Régime frugal pour les salariés de Picard et Thiriet

Décodages | Entreprise | publié le : 03.04.2014 | Nicolas Lagrange

Horaires, salaires, conditions de travail…, les rois du surgelé ne sont guère généreux, même si Picard rémunère un peu mieux. Pas de largesses non plus chez le champion de la livraison à domicile Toupargel.

Des produits de qualité, un cadre agré­able, une forte notoriété…, Picard est depuis plusieurs années l’enseigne alimentaire préférée des Français. Fondée en 1906 par Raymond Picard à Fontainebleau, la petite fabrique de pains de glace est devenue le leader de la vente de produits surgelés, avec plus de 900 magasins, 4 800 salariés et un développement croissant à l’international. Revendu à de multiples reprises ces vingt dernières années, le groupe reste très profitable, même si l’affaire de la viande de cheval a affecté ses ventes de plats cuisinés durant plusieurs mois.

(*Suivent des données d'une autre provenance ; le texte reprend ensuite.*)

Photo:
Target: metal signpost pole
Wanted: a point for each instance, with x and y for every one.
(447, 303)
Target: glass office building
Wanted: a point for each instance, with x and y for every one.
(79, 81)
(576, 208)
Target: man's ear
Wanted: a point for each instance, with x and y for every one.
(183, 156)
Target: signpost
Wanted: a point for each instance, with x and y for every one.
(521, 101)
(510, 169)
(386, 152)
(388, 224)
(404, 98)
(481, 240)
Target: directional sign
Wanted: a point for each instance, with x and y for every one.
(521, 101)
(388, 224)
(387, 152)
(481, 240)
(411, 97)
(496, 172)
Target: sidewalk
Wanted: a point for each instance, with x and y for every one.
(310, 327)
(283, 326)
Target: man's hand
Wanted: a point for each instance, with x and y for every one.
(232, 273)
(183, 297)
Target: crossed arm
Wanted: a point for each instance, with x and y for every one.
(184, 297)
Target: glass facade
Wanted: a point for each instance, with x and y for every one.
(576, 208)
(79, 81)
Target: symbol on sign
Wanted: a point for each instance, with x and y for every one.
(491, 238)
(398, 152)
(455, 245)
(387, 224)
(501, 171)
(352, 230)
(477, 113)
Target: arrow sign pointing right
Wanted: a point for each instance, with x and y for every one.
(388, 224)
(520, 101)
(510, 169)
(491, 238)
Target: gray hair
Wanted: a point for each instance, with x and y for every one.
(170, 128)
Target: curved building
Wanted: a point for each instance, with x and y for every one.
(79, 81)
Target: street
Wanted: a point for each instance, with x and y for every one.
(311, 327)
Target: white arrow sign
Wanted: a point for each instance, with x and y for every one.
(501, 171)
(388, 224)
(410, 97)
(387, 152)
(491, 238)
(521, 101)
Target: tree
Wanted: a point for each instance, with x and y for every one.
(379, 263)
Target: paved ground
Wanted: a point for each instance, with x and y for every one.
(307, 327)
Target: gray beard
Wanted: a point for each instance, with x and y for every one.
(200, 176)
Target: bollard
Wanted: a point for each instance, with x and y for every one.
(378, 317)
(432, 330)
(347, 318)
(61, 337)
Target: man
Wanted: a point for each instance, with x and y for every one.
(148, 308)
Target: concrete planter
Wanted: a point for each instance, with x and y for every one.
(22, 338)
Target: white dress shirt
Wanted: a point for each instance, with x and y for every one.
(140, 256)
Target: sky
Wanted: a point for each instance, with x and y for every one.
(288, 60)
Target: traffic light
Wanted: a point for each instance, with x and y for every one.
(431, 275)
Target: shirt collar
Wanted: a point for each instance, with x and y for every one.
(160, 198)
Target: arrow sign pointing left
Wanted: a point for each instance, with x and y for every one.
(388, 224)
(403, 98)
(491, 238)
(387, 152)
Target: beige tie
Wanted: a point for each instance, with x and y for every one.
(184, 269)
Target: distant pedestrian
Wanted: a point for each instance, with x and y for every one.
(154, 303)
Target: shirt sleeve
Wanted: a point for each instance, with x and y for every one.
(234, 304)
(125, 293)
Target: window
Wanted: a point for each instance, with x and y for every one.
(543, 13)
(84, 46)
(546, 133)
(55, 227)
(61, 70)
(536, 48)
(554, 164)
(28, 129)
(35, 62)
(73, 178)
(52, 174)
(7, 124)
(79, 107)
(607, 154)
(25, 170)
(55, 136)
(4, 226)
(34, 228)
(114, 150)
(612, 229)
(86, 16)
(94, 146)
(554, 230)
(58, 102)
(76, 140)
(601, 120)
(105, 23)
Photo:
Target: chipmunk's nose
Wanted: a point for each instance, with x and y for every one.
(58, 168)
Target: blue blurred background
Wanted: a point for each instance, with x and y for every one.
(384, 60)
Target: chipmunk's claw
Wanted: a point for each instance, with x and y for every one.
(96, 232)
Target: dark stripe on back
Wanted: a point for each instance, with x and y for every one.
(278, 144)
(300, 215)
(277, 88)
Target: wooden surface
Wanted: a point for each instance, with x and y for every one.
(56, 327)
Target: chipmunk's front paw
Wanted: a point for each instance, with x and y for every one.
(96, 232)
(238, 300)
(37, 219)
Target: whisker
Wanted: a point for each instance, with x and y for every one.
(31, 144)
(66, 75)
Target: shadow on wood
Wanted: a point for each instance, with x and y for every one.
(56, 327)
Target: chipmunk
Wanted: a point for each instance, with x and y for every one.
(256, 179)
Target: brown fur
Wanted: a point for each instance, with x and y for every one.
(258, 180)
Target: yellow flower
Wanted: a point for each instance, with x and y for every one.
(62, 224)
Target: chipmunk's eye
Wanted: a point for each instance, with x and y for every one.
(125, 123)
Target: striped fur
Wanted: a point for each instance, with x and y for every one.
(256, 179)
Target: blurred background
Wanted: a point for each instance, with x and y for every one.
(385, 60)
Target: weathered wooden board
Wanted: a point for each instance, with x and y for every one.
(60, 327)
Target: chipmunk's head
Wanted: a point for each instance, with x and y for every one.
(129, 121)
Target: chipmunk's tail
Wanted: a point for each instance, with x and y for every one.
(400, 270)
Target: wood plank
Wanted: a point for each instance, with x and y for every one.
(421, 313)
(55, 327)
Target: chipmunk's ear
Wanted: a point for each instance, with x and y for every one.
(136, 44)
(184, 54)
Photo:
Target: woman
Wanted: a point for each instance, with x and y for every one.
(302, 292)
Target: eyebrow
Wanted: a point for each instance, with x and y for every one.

Largement bénéficiaire lui aussi, le groupe Thiriet est la deuxième enseigne alimentaire la plus appréciée. Dirigée par Claude Thiriet depuis 1966, la petite boulangerie vosgienne réputée pour ses glaces a élargi sa gamme de produits (fabriqués à 37 % dans ses usines, contrairement à son rival) et compte 170 magasins. Avec 2 800 salariés, elle a aussi beaucoup investi dans la livraison à domicile, à partir de 88 centres de distribution, un créneau peu exploité par Picard mais sur lequel Toupargel occupe la première place (voir l’encadré page 51). Aux antipodes de la grande distribution, les vendeurs en magasin travaillent à trois ou quatre en moyenne, avec une large autonomie, mais ils n’ont pas la vie facile pour autant : plannings fluctuants et ouverture 7 jours sur 7, de 9 heures (ou 9 h 30) à 19 h 30 au moins (jusqu’à la mi-journée le dimanche). Chez Picard, « le temps de travail effectif sur une journée peut varier de trois heures à dix heures, explique Élisabeth Jousselin, déléguée syndicale centrale FO (syndicat majoritaire). L’ouverture de la plupart des magasins en continu a augmenté la charge de travail sans générer un chiffre d’affaires conséquent. »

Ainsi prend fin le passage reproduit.